The Minister for Education today can proudly commit to $310 billion, to annual increases of over six per cent for state schools and over five per cent for the independent sector each and every year through to 2016. The best evidence for what this Labor government will do is what their kooky cousins in Queensland Labor do with schools. There is only party cutting education in Queensland. It's the state Labor government cutting classrooms from Ormiston State School. How do you educate a child when you take away their classroom? How do you deliver STEM and advanced subjects when you're taking away classrooms at the same time? The only party doing that is Queensland Labor. When Queensland Labor had to build classrooms, back under Anna Bligh, they went to wealthy corporations and did dirty deals—that's right.
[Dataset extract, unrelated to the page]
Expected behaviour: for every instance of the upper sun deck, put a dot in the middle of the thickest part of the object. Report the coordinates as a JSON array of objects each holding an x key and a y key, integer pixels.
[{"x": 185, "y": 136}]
It's not a comfortable narrative. Anna Bligh said, 'How much would it cost the private sector to build me seven schools, two of them high schools?' It should have been $340 million off the bottom line. Instead we got a $1.08 billion deal with corporations. Two-thirds of that money is interest to be paid over the next 25 years to wealthy corporations, direct from Labor policy. That's money that should be spent on children, money that should be spent on the curriculum. But—alas!—we cannot, in this great place, debate education policy so long as there is one side of politics, called the Labor Party, utterly fixated on the quantum, utterly oblivious and blinded, with a massive scotoma, unable to talk about quality in education because they're fixated on the fictitious numbers that they invent just weeks before they lose government.

This nation deserves better than a Labor government that can't deliver on quality schools. It has, in the coalition, secured the future—back in black, back on track and delivering for Australian parents and their children.